My name is Mason Porter. I am a Professor in the Department of Mathematics at UCLA. Previously I was Professor of Nonlinear and Complex Systems in the Mathematical Institute at University of Oxford. I was also a Tutorial Fellow of Somerville College.
Tuesday, October 16, 2012
"Influence of Network Topology on Sound Propagation in Granular Materials"
One of my papers just came out today. Here are the details.

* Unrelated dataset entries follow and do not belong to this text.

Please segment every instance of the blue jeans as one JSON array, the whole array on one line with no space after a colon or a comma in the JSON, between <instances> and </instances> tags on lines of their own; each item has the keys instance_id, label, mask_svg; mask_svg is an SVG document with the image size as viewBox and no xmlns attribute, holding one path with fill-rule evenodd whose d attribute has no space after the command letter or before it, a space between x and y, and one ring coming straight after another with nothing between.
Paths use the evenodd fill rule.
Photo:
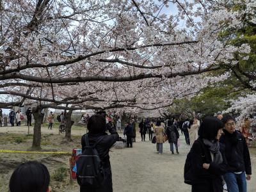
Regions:
<instances>
[{"instance_id":1,"label":"blue jeans","mask_svg":"<svg viewBox=\"0 0 256 192\"><path fill-rule=\"evenodd\" d=\"M245 172L241 174L227 173L223 175L228 192L247 192Z\"/></svg>"},{"instance_id":2,"label":"blue jeans","mask_svg":"<svg viewBox=\"0 0 256 192\"><path fill-rule=\"evenodd\" d=\"M163 143L156 143L156 150L158 152L159 154L163 154Z\"/></svg>"}]
</instances>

Title: Influence of Network Topology on Sound Propagation in Granular Materials
Authors: Danielle S. Bassett, Eli T. Owens, Karen E. Daniels, and Mason A. Porter
Abstract: Granular media, whose features range from the particle scale to the force-chain scale and the bulk scale, are usually modeled as either particulate or continuum materials. In contrast with each of these approaches, network representations are natural for the simultaneous examination of microscopic, mesoscopic, and macroscopic features. In this paper, we treat granular materials as spatially embedded networks in which the nodes (particles) are connected by weighted edges obtained from contact forces.We test a variety of network measures to determine their utility in helping to describe sound propagation in granular networks and find that network diagnostics can be used to probe particle-, curve-, domain-, and system-scale structures in granular media. In particular, diagnostics of mesoscale network structure are reproducible across experiments, are correlated with sound propagation in this
medium, and can be used to identify potentially interesting size scales. We also demonstrate that the sensitivity of network diagnostics depends on the phase of sound propagation. In the injection phase, the signal propagates systemically, as indicated by correlations with the network diagnostic of global efficiency. In the scattering phase, however, the signal is better predicted by mesoscale community structure, suggesting that the acoustic signal scatters over local geographic neighborhoods. Collectively, our results demonstrate how the force network of a granular system is imprinted on transmitted waves.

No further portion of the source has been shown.